Solar wrote:
This is now the fourth? fifth? thread about "natural language programming" that surfaced in the last couple of months. All of it on the wish-wishing / Sputnik view level. What do you think this will accomplish? That someone will come, wave the magic wand, and suddenly you can program without learning the first thing about data flow, structured programming, version management, diffs and merges, testing etc.?
Maybe I will find other people who is trying to create the natural language programming or human-language-level programming.
David Cooper is interested in natural-language programming. The Graham Nelson, the creator of the Inform system (
http://inform7.com/) is interested in natural-language programming. Pablo, who developed the SAL (the Spanish/English version of the Plain English Programming (
https://forums.anandtech.com/threads/na ... l.2559516/) is interested in natural-language programming. Generally speaking, maybe you'll find that people "brought up" in the C-language tradition are less amenable to the idea of natural language programming than people "brought up" in the BASIC/COBOL/Pascal tradition.
Brute-force natural language "understanding" is simple and yet has given us interesting and useful Apparent Intelligences like Amazon's ALEXA, Apple's SIRI, Wolfram's ALPHA, Microsoft's CORTANA and Google's HOME. And Plain English programming.
Plain English Programming is a very good starting point.

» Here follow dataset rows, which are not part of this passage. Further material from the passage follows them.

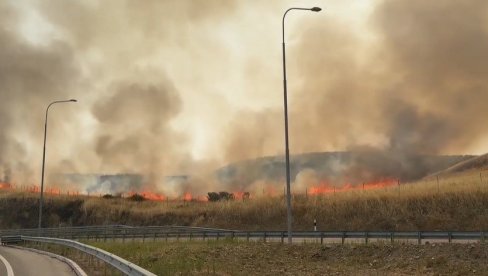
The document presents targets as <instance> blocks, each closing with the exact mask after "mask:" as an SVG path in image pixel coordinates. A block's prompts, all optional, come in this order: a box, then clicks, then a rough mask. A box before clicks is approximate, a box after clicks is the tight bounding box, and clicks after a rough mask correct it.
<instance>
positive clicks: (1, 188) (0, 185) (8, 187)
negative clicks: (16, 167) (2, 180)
mask: <svg viewBox="0 0 488 276" xmlns="http://www.w3.org/2000/svg"><path fill="white" fill-rule="evenodd" d="M11 188H12V185H10V184H9V183H4V182H0V189H11Z"/></svg>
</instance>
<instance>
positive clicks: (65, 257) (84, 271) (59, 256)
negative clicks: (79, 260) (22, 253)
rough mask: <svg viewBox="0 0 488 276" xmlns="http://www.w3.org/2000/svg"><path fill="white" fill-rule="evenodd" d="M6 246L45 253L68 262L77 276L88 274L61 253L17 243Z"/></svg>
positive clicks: (41, 253)
mask: <svg viewBox="0 0 488 276" xmlns="http://www.w3.org/2000/svg"><path fill="white" fill-rule="evenodd" d="M6 246H8V247H12V248H16V249H21V250H28V251H31V252H34V253H37V254H43V255H46V256H49V257H51V258H55V259H57V260H60V261H62V262H64V263H66V264H67V265H68V266H69V267H70V268H71V270H73V272H74V273H75V274H76V275H77V276H88V274H86V272H85V271H84V270H83V269H82V268H81V267H80V266H79V265H78V264H77V263H75V262H74V261H73V260H71V259H68V258H66V257H63V256H61V255H57V254H54V253H51V252H47V251H42V250H38V249H34V248H29V247H22V246H15V245H6Z"/></svg>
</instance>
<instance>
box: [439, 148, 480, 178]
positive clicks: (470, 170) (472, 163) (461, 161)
mask: <svg viewBox="0 0 488 276" xmlns="http://www.w3.org/2000/svg"><path fill="white" fill-rule="evenodd" d="M473 170H478V171H482V170H488V153H487V154H483V155H480V156H474V157H472V158H469V159H467V160H464V161H461V162H459V163H456V164H454V165H452V166H450V167H448V168H447V169H445V170H441V171H439V172H437V173H435V174H434V175H446V174H452V173H462V172H467V171H473Z"/></svg>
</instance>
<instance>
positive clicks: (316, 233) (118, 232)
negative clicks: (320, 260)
mask: <svg viewBox="0 0 488 276" xmlns="http://www.w3.org/2000/svg"><path fill="white" fill-rule="evenodd" d="M39 233H40V235H39ZM487 233H488V232H486V231H479V232H474V231H462V232H461V231H402V232H389V231H316V232H315V231H296V232H293V238H301V239H314V240H316V241H319V240H320V243H323V242H324V241H325V240H327V239H329V240H330V239H339V240H340V241H341V242H342V243H344V242H345V241H346V240H348V239H364V241H365V243H368V241H369V240H371V239H383V240H390V241H391V242H394V241H395V240H417V242H418V243H419V244H420V243H421V242H422V240H428V239H431V240H447V241H449V242H451V241H453V240H471V241H485V239H486V236H487V235H486V234H487ZM12 235H25V236H44V237H55V238H65V239H77V240H84V239H86V240H108V239H113V240H119V239H121V240H125V239H142V241H145V240H146V239H153V240H156V239H162V238H163V239H166V240H168V239H180V238H183V239H184V238H187V239H193V238H201V239H220V238H239V239H246V240H251V239H263V240H265V241H266V240H271V239H274V240H276V239H279V240H280V241H281V242H284V239H285V238H286V237H288V236H287V232H286V231H237V230H226V229H216V228H204V227H187V226H144V227H133V226H126V225H108V226H87V227H60V228H43V229H42V231H41V232H39V230H38V229H17V230H15V229H11V230H0V237H6V236H12Z"/></svg>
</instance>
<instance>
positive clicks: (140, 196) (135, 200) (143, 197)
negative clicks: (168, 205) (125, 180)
mask: <svg viewBox="0 0 488 276" xmlns="http://www.w3.org/2000/svg"><path fill="white" fill-rule="evenodd" d="M127 199H129V200H131V201H137V202H141V201H144V200H146V198H145V197H144V196H142V195H140V194H133V195H131V196H129V197H128V198H127Z"/></svg>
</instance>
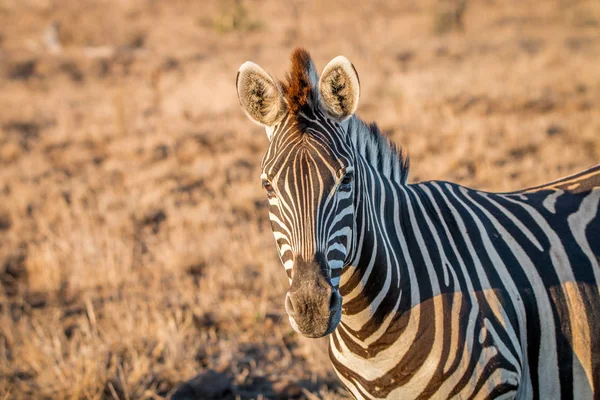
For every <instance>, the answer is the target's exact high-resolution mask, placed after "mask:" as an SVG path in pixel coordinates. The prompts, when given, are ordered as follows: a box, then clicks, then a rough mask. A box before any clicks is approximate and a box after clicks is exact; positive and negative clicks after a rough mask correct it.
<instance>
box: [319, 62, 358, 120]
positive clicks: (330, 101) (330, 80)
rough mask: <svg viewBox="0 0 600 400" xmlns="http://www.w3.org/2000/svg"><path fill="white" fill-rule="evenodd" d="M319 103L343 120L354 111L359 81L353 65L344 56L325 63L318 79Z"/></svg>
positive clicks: (330, 111) (336, 115) (344, 119)
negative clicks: (320, 99) (322, 71)
mask: <svg viewBox="0 0 600 400" xmlns="http://www.w3.org/2000/svg"><path fill="white" fill-rule="evenodd" d="M319 93H320V97H321V104H322V105H323V106H324V107H325V109H326V110H327V111H328V112H329V114H331V115H332V116H333V117H334V118H336V119H337V120H339V121H343V120H345V119H347V118H349V117H350V116H352V114H354V113H355V112H356V109H357V108H358V98H359V97H360V82H359V80H358V73H357V72H356V69H354V65H352V63H351V62H350V61H348V59H347V58H346V57H344V56H337V57H336V58H334V59H333V60H331V61H330V62H329V64H327V66H326V67H325V69H324V70H323V73H322V74H321V79H319Z"/></svg>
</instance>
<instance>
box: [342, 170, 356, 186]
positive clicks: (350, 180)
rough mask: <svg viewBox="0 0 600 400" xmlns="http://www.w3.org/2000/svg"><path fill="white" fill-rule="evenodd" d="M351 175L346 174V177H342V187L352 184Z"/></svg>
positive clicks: (345, 175) (348, 174)
mask: <svg viewBox="0 0 600 400" xmlns="http://www.w3.org/2000/svg"><path fill="white" fill-rule="evenodd" d="M353 177H354V176H353V174H352V172H348V173H347V174H346V175H344V177H343V178H342V185H344V186H347V185H349V184H351V183H352V178H353Z"/></svg>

Maybe the Plain English Programming is a better route to follow than the neural network approach, and anyone who follows it will likely get to AGI sooner. The neural net approach will create imperfect AGI which may be highly irrational. We'll never be able to trust it. We need to design AGI where we understand every little bit of functionality contained in it, and that's what my approach will provide. A development of Plain English Programming would do the same because it programs everything directly without training any imperfect nets.
Plain English Programming may be able to become full NLP if enough people interact with it and extend the range of phrases it can handle, so while it may only handle a subset of English today, that is not an inherent restriction on it. It can keep improving as people write code to support more words. For that reason, it is arguably not a step towards NLP because it arguably already is NLP. We will only find out when enough code is written to handle all words an all possible uses of them. Maybe it will run into difficulties with ambiguities, but little additions to the program could fix that. AGI will study Plain English Programming in the future to see what it could have done if the world had got behind it in 2006.